CAM High Yield Weekly Insights
(Bloomberg) High Yield Market Highlights
- US junk-bond issuers inundated the primary market this month, driving the supply of new securities to almost $23 billion, the most since January 2022. Seven of the 19 sessions month-to-date priced more than $2 billion, resulting in some of the busiest days since June. The flurry of new issuance partly caused yields to rise closer to 9% and spreads to near 400 basis points.
- US companies rushed to the debt markets to push off maturity payments, moving now in case the Federal Reserve’s plan to keep monetary policy tight pushes rates higher.
- Amid the flood of new supply and worries the economy could slide into a recession due to the Fed’s moves, investors pulled $2.4b from US high-yield funds during the week ended Sept 27, the most since Feb. 22.
- Yields rose and spreads widened across ratings this week.
- Oil prices have been surging, fanning fresh inflation concerns.
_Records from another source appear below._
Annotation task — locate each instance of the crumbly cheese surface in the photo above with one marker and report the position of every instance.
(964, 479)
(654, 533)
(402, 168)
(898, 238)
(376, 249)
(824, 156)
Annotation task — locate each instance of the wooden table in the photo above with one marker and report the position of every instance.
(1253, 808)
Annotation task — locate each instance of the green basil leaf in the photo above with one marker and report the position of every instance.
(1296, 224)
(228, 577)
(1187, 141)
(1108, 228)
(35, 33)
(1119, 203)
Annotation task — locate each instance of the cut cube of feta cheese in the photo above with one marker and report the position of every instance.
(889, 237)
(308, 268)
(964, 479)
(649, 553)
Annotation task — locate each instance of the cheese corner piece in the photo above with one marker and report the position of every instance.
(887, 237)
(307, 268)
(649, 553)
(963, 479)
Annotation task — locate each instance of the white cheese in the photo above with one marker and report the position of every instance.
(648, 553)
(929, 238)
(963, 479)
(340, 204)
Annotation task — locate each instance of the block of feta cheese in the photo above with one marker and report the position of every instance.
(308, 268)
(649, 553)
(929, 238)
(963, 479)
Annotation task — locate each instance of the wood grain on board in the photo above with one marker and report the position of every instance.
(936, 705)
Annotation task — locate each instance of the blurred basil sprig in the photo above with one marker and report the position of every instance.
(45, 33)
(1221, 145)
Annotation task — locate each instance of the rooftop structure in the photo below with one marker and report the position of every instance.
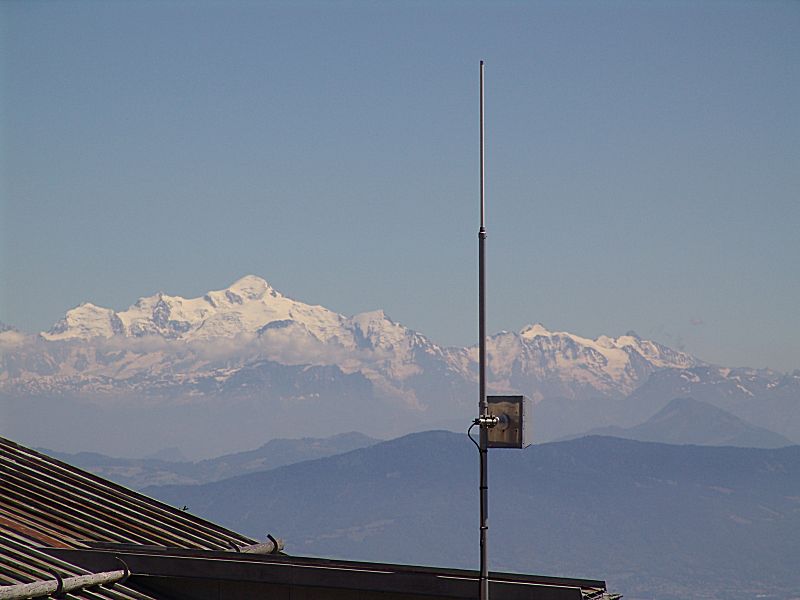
(64, 529)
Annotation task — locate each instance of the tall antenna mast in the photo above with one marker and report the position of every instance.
(483, 408)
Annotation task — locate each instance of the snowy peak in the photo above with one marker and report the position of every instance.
(249, 287)
(243, 308)
(606, 364)
(85, 321)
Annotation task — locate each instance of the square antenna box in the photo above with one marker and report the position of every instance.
(515, 429)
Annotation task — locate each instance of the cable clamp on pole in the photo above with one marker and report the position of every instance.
(487, 421)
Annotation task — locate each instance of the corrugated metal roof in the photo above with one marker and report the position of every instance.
(51, 503)
(21, 563)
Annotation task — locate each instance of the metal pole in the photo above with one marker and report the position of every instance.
(482, 405)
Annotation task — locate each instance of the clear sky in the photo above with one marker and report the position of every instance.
(643, 162)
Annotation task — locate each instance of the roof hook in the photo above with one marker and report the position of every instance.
(125, 576)
(275, 549)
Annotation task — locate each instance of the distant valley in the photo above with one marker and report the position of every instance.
(143, 472)
(657, 521)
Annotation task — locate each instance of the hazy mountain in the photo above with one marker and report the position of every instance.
(690, 421)
(655, 520)
(139, 473)
(761, 397)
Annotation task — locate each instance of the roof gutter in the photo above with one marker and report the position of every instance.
(59, 586)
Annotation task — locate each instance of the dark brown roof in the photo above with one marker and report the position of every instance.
(21, 563)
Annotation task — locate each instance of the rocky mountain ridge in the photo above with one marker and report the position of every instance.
(255, 359)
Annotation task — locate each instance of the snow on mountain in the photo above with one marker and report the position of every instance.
(174, 339)
(260, 359)
(244, 307)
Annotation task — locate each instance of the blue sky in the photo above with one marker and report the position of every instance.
(643, 162)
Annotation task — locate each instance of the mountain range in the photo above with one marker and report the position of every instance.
(690, 421)
(655, 520)
(248, 359)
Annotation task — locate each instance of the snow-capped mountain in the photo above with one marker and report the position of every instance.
(304, 366)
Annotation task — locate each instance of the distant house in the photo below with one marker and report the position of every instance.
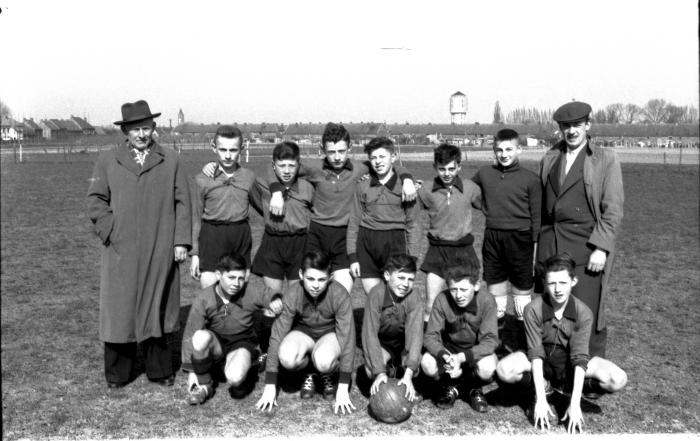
(11, 130)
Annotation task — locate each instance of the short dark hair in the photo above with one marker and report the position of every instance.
(462, 269)
(378, 143)
(400, 262)
(231, 262)
(506, 135)
(334, 133)
(229, 132)
(445, 153)
(559, 262)
(285, 150)
(316, 260)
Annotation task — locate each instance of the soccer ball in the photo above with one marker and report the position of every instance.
(389, 404)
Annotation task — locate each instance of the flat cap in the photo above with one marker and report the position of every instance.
(572, 112)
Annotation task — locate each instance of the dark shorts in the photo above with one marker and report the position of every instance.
(374, 248)
(330, 241)
(439, 257)
(218, 238)
(280, 257)
(507, 255)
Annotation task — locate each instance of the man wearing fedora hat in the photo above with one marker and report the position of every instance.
(582, 203)
(139, 203)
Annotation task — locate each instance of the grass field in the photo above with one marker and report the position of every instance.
(52, 368)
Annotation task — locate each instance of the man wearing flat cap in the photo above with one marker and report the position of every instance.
(582, 201)
(139, 203)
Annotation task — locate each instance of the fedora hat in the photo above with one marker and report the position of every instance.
(135, 112)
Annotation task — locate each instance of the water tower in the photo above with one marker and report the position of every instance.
(458, 108)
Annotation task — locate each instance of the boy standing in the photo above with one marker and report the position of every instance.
(558, 328)
(220, 218)
(392, 329)
(461, 338)
(512, 198)
(219, 332)
(315, 330)
(449, 200)
(380, 223)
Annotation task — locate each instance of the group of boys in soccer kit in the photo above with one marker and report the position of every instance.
(332, 220)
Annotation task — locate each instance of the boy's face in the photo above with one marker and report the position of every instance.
(285, 169)
(507, 152)
(463, 291)
(447, 172)
(559, 285)
(227, 150)
(400, 282)
(231, 282)
(381, 160)
(336, 153)
(315, 281)
(575, 133)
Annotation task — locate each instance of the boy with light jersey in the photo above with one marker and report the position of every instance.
(512, 198)
(220, 208)
(316, 330)
(449, 200)
(380, 223)
(219, 332)
(461, 339)
(392, 328)
(558, 327)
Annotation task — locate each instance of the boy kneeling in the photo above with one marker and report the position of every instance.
(219, 331)
(558, 327)
(392, 329)
(461, 338)
(316, 325)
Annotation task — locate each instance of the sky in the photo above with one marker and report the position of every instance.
(318, 61)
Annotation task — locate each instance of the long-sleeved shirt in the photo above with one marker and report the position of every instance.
(512, 198)
(390, 319)
(378, 206)
(334, 190)
(572, 332)
(209, 311)
(331, 311)
(472, 330)
(221, 199)
(297, 206)
(450, 207)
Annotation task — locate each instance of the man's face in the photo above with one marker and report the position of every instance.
(447, 172)
(140, 133)
(227, 150)
(559, 285)
(462, 291)
(507, 152)
(285, 169)
(381, 160)
(400, 282)
(231, 282)
(315, 281)
(575, 133)
(336, 153)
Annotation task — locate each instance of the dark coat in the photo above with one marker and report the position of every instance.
(602, 178)
(140, 214)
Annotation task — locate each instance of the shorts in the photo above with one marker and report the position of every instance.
(330, 241)
(439, 257)
(508, 255)
(219, 238)
(374, 248)
(280, 256)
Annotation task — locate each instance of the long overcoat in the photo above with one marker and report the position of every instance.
(602, 178)
(140, 214)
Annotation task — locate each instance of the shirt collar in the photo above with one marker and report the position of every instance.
(548, 309)
(438, 184)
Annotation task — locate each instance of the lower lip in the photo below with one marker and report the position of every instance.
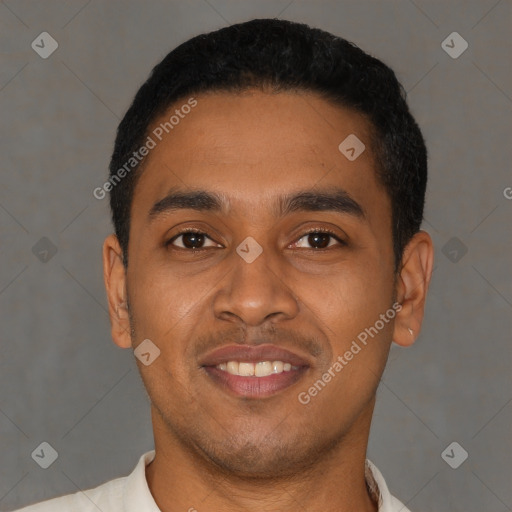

Moreover, US consumer confidence slumped to a four-month low, a report said on Tuesday, reflecting renewed worries about a recession. Federal Reserve Chair Jerome Powell signaled last week that borrowing costs will likely stay higher for longer after one more hike this year.
- However, the primary market remained busy as companies capitalized on access to debt markets before investors get more cautious and discerning.
- While total returns have been challenging across asset classes, higher yields should support the demand backdrop for credit, Brad Rogoff and Dominique Toublan of Barclays wrote in a note to clients.
This information is intended solely to report on investment strategies identified by Cincinnati Asset Management. Opinions and estimates offered constitute our judgment and are subject to change without notice, as are statements of financial market trends, which are based on current market conditions. This material is not intended as an offer or solicitation to buy, hold or sell any financial instrument. Fixed income securities may be sensitive to prevailing interest rates. When rates rise the value generally declines. Past performance is not a guarantee of future results.